APPELLATE COURT OF ILLINOIS, FIRST DISTRICT, FIRST DIVISION


January 18, 1994

RAYMOND S. SARNOW AND JOE VASQUEZ, PLAINTIFFS-APPELLANTS,
v.
CLASSIC ADVERTISING, INC., AN ILLINOIS CORPORATION; FIRST NATIONAL BANK OF DES PLAINES AS TRUSTEE UNDER TRUST AGREEMENT DATED DECEMBER 4, 1981, AND KNOWN AS TRUST NUMBER 1193304; CITY OF CHICAGO, A MUNICIPAL CORPORATION; RALEIGH MATHIS, COMMISSIONER OF INSPECTIONAL SERVICES; TIMOTHY M. CULLERTON, CHIEF ELECTRICAL INSPECTOR OF THE DEPARTMENT OF INSPECTIONAL SERVICES; MAURICE PARRISH, ACTING ZONING ADMINISTRATOR OF THE CITY OF CHICAGO; AND PATRICK MEDIA GROUP, INC., DEFENDANTS-APPELLEES.

APPEAL FROM THE CIRCUIT COURT OF COOK COUNTY. HONORABLE ROBERT D. ERICSSON, JUDGE PRESIDING.

Released for Publication March 18, 1994.

O'connor, Buckley, Manning

The opinion of the court was delivered by: O'connor

JUSTICE O'CONNOR delivered the opinion of the court:

Plaintiffs filed an action pursuant to section 11-13-15 of the Illinois Municipal Code, (Ill. Rev. Stat. (1985) ch. 24, par. 11-13-15), seeking mandamus and injunctive relief against defendants, the City of Chicago (the City) and Classic Advertising, Inc. (Classic), regarding Classic's construction of an allegedly unlawful billboard at 1212 North Noble in Chicago. Section 11-13-15 permits municipalities and owners or tenants of realty located within 1200 feet of any structure which violates a local zoning ordinance to file suit to enjoin, restrain, or otherwise remedy the deleterious impact of such structures.

The City originally had issued a permit to Classic to construct the billboard on June 1, 1981. Shortly thereafter, the City revoked the permit. Classic filed suit against the City in 1982 to have the permit reinstated. (Classic Advertising, et al. v. City of Chicago, et al., No. 82 L 9938) (Classic I). On August 9, 1985, the parties entered into a stipulation waiving a jury trial. In the stipulation, the City admitted that "subsequent to the revocation and the filing of [the lawsuit] the CITY OF CHICAGO has caused to be surveyed and confirmed that the permit was properly issued and its revocation was erroneous." The trial court found that the City had, indeed, erroneously revoked the permit and entered judgment in favor of Classic allowing it to proceed with construction of the billboard. No appeal was taken from the judgment in Classic I.

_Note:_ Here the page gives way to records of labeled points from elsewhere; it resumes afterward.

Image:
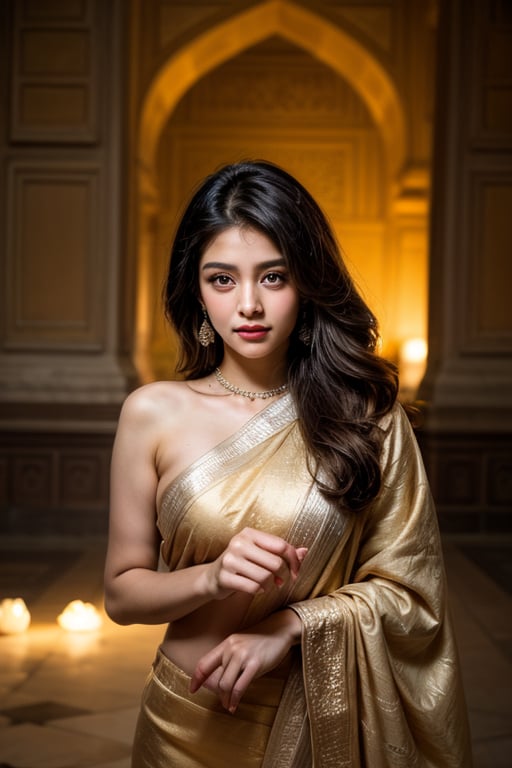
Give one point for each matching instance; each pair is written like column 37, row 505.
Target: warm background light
column 14, row 616
column 412, row 365
column 78, row 616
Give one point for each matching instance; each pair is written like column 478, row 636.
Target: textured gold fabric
column 178, row 729
column 376, row 683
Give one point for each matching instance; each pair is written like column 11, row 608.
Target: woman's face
column 247, row 291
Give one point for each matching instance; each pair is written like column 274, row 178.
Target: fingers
column 226, row 672
column 256, row 555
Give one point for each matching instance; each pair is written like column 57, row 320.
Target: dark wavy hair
column 340, row 385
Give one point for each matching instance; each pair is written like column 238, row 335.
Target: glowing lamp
column 78, row 616
column 14, row 616
column 413, row 359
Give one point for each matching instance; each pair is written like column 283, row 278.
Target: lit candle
column 14, row 616
column 78, row 616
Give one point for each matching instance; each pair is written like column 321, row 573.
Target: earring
column 206, row 333
column 305, row 333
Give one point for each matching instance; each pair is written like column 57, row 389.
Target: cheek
column 215, row 303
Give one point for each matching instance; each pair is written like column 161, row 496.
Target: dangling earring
column 206, row 333
column 305, row 333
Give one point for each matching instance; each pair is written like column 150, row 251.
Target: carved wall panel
column 490, row 274
column 491, row 68
column 55, row 86
column 53, row 263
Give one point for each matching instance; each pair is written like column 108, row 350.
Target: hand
column 229, row 668
column 252, row 562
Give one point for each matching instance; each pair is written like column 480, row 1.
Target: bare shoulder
column 160, row 399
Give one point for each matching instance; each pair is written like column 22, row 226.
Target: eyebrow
column 234, row 268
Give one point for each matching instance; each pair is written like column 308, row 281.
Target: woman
column 281, row 490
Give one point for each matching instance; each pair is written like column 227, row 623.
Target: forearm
column 145, row 596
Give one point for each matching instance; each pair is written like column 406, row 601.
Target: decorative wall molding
column 54, row 257
column 55, row 84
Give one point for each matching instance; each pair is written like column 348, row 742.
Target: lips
column 254, row 332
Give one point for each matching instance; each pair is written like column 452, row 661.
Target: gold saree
column 376, row 682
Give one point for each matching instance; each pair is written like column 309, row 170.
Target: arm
column 135, row 592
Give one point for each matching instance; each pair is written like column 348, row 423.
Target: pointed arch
column 298, row 25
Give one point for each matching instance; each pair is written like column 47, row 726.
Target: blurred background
column 396, row 114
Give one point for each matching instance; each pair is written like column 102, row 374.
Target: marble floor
column 70, row 700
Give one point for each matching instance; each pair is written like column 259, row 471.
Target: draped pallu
column 376, row 681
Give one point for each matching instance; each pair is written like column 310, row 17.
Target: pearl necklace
column 244, row 392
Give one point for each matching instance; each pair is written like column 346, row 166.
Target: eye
column 222, row 281
column 274, row 278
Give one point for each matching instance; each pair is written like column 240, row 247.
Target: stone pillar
column 467, row 390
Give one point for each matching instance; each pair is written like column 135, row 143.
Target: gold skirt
column 177, row 729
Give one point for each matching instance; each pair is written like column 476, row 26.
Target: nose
column 249, row 303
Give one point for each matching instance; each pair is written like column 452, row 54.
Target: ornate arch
column 298, row 25
column 218, row 44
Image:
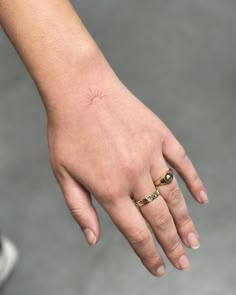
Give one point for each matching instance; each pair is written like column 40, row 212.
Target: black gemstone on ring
column 168, row 177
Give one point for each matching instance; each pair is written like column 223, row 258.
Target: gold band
column 166, row 178
column 147, row 200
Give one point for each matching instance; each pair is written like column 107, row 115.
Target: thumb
column 80, row 204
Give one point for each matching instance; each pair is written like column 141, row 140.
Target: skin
column 103, row 141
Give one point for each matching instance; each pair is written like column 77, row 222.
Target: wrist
column 68, row 95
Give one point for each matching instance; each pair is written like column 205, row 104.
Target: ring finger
column 158, row 216
column 177, row 206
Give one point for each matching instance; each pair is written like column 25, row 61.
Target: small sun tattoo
column 94, row 94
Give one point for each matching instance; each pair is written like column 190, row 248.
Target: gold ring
column 166, row 178
column 147, row 200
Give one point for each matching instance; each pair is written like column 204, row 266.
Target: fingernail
column 193, row 241
column 203, row 197
column 161, row 271
column 184, row 262
column 90, row 236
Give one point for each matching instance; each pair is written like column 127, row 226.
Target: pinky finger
column 175, row 154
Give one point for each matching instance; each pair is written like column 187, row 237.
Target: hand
column 104, row 142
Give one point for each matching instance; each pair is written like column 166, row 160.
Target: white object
column 8, row 259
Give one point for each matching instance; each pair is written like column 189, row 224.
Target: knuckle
column 196, row 180
column 164, row 221
column 133, row 166
column 186, row 221
column 174, row 195
column 110, row 193
column 139, row 238
column 182, row 153
column 77, row 213
column 59, row 172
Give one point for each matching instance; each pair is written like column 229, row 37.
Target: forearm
column 51, row 40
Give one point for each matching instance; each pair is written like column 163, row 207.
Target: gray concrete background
column 179, row 57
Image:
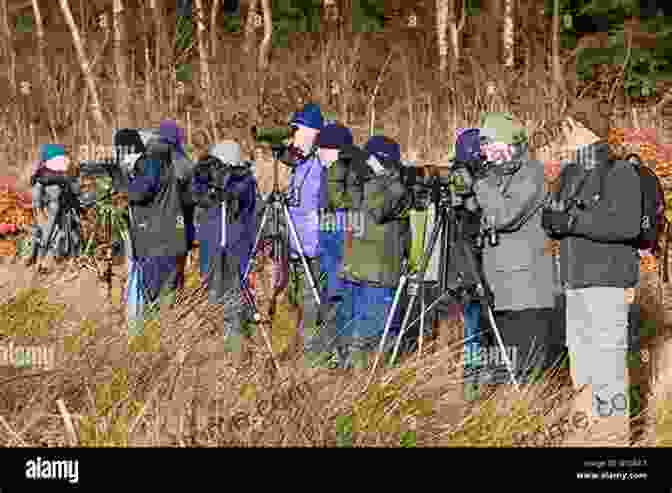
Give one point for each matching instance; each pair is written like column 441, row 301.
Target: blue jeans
column 472, row 337
column 362, row 314
column 331, row 259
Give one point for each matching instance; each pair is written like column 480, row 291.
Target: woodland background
column 73, row 71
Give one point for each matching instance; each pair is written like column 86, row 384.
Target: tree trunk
column 558, row 81
column 508, row 34
column 202, row 48
column 120, row 52
column 158, row 48
column 84, row 64
column 265, row 46
column 45, row 83
column 442, row 11
column 10, row 58
column 250, row 26
column 455, row 28
column 206, row 81
column 213, row 29
column 148, row 60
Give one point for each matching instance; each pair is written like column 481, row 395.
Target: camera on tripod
column 216, row 175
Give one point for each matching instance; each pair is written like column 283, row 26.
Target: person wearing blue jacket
column 161, row 228
column 224, row 258
column 307, row 188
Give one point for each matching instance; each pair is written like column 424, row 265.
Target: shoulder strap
column 602, row 172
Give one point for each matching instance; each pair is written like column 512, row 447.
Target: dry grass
column 176, row 385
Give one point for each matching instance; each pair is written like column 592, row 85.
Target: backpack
column 653, row 206
column 69, row 195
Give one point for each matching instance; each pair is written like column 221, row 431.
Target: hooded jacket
column 241, row 224
column 518, row 270
column 598, row 252
column 308, row 190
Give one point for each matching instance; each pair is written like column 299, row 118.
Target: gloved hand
column 557, row 223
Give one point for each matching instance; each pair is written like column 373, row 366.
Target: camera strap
column 224, row 214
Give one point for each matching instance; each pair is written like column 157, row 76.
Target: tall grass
column 176, row 385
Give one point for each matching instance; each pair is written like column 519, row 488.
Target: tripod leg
column 424, row 263
column 304, row 262
column 404, row 323
column 390, row 318
column 257, row 240
column 421, row 335
column 507, row 361
column 486, row 303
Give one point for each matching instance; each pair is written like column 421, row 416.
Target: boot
column 596, row 431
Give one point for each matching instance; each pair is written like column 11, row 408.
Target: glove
column 557, row 223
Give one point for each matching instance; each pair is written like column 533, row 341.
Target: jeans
column 597, row 338
column 331, row 259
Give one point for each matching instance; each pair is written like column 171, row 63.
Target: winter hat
column 172, row 134
column 384, row 148
column 228, row 152
column 309, row 116
column 128, row 141
column 148, row 134
column 334, row 136
column 49, row 151
column 501, row 128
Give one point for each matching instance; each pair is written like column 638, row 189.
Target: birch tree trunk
column 442, row 11
column 558, row 80
column 148, row 59
column 508, row 34
column 202, row 48
column 45, row 83
column 213, row 29
column 120, row 51
column 250, row 26
column 10, row 54
column 265, row 46
column 158, row 48
column 455, row 27
column 84, row 64
column 207, row 94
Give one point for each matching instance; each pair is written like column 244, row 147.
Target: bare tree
column 159, row 37
column 120, row 58
column 558, row 79
column 8, row 46
column 83, row 63
column 250, row 26
column 442, row 11
column 213, row 29
column 45, row 82
column 456, row 27
column 265, row 46
column 202, row 48
column 508, row 33
column 206, row 80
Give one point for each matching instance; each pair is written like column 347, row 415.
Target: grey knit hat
column 228, row 152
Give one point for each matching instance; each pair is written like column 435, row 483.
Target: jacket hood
column 502, row 128
column 228, row 152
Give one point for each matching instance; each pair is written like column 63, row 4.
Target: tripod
column 275, row 209
column 449, row 226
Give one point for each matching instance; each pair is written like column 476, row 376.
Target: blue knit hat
column 309, row 116
column 49, row 151
column 383, row 148
column 334, row 136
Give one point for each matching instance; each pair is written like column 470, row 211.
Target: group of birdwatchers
column 358, row 230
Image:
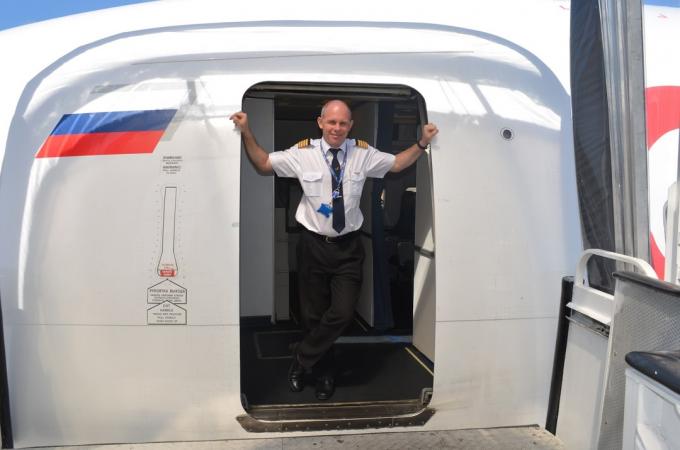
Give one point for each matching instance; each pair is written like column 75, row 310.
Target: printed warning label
column 166, row 314
column 166, row 291
column 171, row 165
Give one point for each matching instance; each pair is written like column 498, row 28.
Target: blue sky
column 20, row 12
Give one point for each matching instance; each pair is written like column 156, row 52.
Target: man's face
column 335, row 123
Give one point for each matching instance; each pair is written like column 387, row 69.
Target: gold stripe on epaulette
column 304, row 143
column 362, row 144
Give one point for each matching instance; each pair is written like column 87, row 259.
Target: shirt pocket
column 356, row 184
column 311, row 183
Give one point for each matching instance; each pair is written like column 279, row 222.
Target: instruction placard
column 172, row 164
column 166, row 314
column 166, row 291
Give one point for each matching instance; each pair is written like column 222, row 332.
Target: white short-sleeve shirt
column 307, row 165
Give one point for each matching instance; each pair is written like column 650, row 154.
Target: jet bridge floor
column 515, row 438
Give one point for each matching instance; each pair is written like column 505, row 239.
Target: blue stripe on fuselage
column 114, row 121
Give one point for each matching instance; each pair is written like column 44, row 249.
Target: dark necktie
column 338, row 203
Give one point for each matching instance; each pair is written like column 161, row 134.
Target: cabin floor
column 370, row 368
column 515, row 438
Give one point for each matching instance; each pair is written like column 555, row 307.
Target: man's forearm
column 256, row 154
column 406, row 158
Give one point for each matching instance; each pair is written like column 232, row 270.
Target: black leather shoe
column 296, row 376
column 325, row 387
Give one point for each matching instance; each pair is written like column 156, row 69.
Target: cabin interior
column 386, row 356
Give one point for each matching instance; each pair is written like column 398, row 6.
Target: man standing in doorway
column 332, row 171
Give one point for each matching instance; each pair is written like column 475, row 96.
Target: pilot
column 330, row 254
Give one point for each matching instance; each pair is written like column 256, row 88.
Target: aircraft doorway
column 380, row 364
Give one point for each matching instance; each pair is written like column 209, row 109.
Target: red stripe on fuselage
column 91, row 144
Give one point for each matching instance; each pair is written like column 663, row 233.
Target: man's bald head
column 336, row 104
column 335, row 122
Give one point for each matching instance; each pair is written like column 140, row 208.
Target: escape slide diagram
column 167, row 265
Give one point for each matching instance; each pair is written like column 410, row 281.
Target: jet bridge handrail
column 582, row 267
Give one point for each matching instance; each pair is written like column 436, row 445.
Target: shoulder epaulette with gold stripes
column 304, row 143
column 361, row 144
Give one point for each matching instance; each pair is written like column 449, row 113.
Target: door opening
column 377, row 360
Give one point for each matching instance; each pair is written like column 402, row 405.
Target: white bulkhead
column 108, row 342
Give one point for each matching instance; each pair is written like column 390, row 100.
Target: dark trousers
column 329, row 284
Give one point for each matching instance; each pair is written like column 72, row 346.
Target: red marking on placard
column 91, row 144
column 658, row 260
column 663, row 111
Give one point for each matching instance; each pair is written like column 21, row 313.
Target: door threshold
column 335, row 416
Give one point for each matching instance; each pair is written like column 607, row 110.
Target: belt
column 334, row 239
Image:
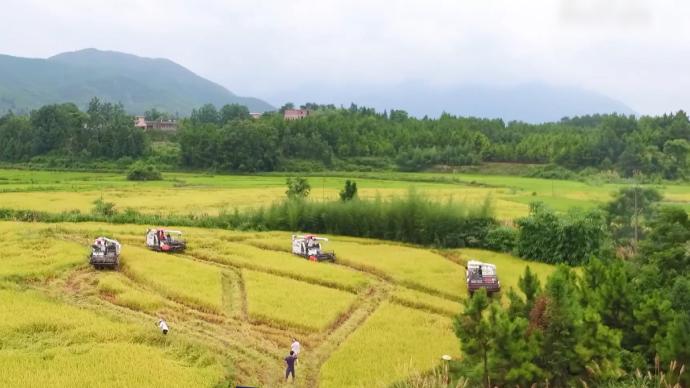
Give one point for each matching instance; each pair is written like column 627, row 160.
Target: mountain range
column 138, row 83
column 532, row 102
column 143, row 83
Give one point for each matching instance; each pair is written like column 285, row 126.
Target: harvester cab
column 164, row 240
column 105, row 253
column 310, row 247
column 482, row 275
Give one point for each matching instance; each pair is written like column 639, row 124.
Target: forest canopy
column 229, row 139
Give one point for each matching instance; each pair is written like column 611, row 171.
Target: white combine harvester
column 165, row 240
column 309, row 247
column 482, row 275
column 105, row 253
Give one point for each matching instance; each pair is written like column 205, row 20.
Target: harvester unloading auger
column 482, row 275
column 164, row 240
column 309, row 247
column 105, row 253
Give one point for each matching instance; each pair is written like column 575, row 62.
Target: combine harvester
column 309, row 247
column 482, row 275
column 163, row 240
column 105, row 253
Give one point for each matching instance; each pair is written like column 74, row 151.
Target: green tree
column 476, row 335
column 298, row 188
column 627, row 211
column 230, row 112
column 207, row 114
column 348, row 192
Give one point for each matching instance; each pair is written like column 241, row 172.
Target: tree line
column 229, row 139
column 597, row 327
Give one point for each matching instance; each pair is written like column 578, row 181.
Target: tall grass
column 411, row 219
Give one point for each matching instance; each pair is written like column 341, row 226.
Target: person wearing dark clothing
column 290, row 362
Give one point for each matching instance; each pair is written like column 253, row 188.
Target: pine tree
column 476, row 336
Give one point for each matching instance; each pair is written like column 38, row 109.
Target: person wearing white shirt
column 163, row 326
column 295, row 347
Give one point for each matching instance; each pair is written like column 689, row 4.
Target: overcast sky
column 635, row 51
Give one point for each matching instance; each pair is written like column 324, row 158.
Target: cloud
column 632, row 50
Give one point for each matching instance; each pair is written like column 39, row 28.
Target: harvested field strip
column 422, row 301
column 391, row 343
column 282, row 264
column 412, row 267
column 183, row 280
column 49, row 343
column 120, row 290
column 286, row 302
column 510, row 268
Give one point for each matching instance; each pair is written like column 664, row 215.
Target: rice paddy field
column 234, row 300
column 189, row 193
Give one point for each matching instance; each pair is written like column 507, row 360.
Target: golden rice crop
column 291, row 303
column 26, row 254
column 49, row 343
column 119, row 290
column 182, row 279
column 508, row 267
column 393, row 342
column 244, row 255
column 424, row 301
column 102, row 365
column 411, row 267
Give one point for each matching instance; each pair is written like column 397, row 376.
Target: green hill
column 138, row 83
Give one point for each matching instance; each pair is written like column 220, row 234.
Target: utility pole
column 636, row 174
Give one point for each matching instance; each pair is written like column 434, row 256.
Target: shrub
column 298, row 187
column 552, row 171
column 571, row 239
column 349, row 191
column 142, row 172
column 102, row 208
column 501, row 239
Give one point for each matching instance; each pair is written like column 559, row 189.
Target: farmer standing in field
column 163, row 326
column 295, row 347
column 290, row 363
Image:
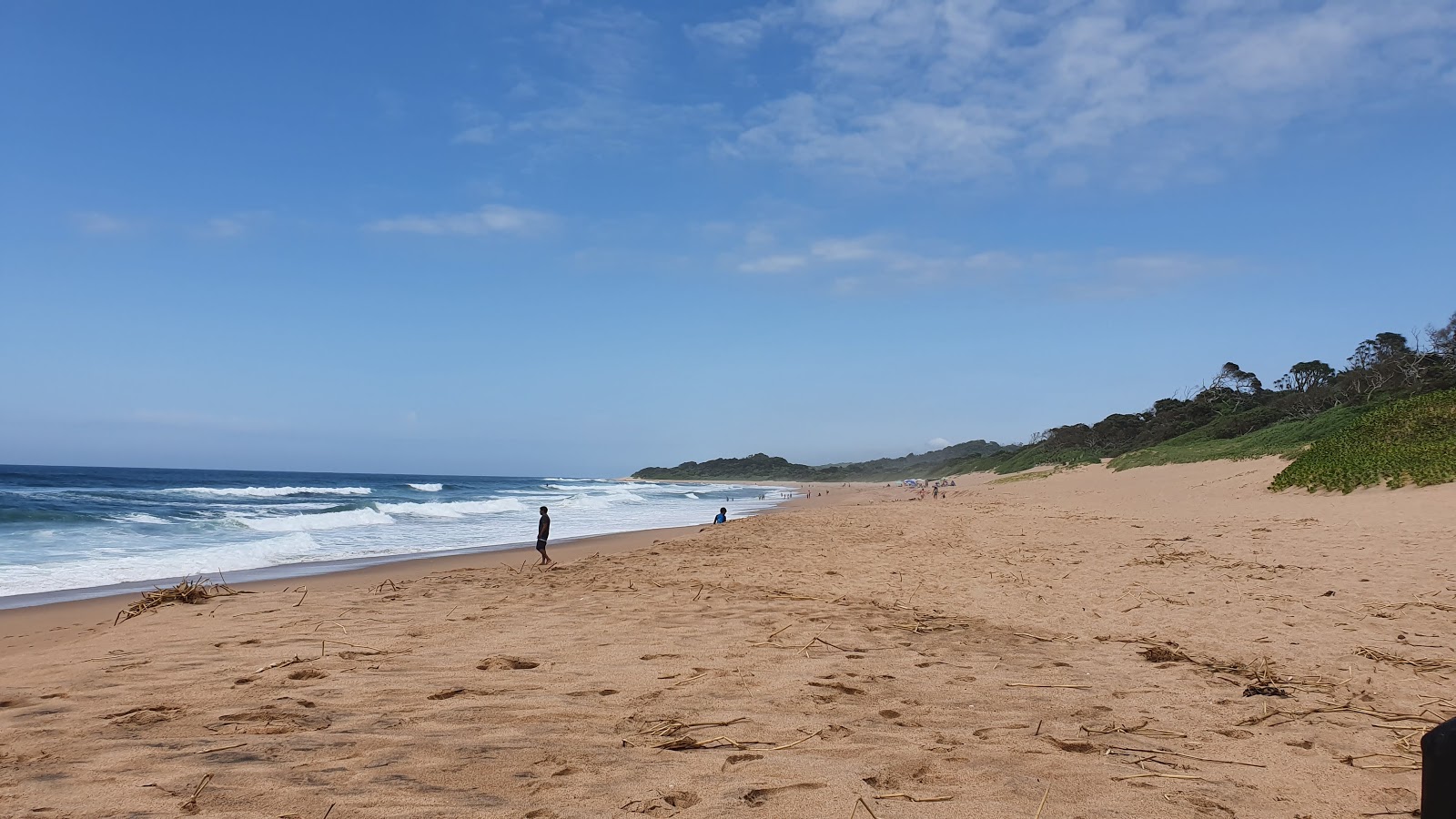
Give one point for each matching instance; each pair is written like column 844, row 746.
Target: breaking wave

On May 20, 1986, plaintiffs filed an amended complaint in this lawsuit, Classic II. The amended complaint alleged that the billboard at issue in Classic I violated two Chicago zoning ordinances, (Chicago Municipal Code, secs. 8.9(5) and 8.9(7) (1985)). These sections prohibit, respectively, billboard construction within 500 feet of a super highway and within 75 feet of a residential area.

The City and defendant, Patrick Media Group, Inc., filed motions to dismiss the amended complaint pursuant to section 2-619 of the Code of Civil Procedure, (Ill. Rev. Stat. (1985), ch. 110, par. 2-619), on the ground that the judgment in Classic I barred the action and that the July 12, 1990 amendment to the Chicago Zoning Ordinance rendered the issues in the case moot. The amendment to the ordinance renders legal any sign that does not conform to sections8.9(5) and 8.9(7), so long as the sign was "lawfully erected pursuant to a permit lawfully issued prior to the effective date of the" amendment. (Chicago Municipal Code, sec. 6.7-1 (1990). On July 15, 1992, the trial Judge granted the motions to dismiss, finding that "the City lawfully issued its permit to Classic Advertising pursuant to a judgment order entered in [Classic I ], that that lawfully issued permit complies with the provisions of the City of Chicago ordinances as amended and those amendments adopted in July 1990 as to nonconforming signs." Plaintiffs appeal.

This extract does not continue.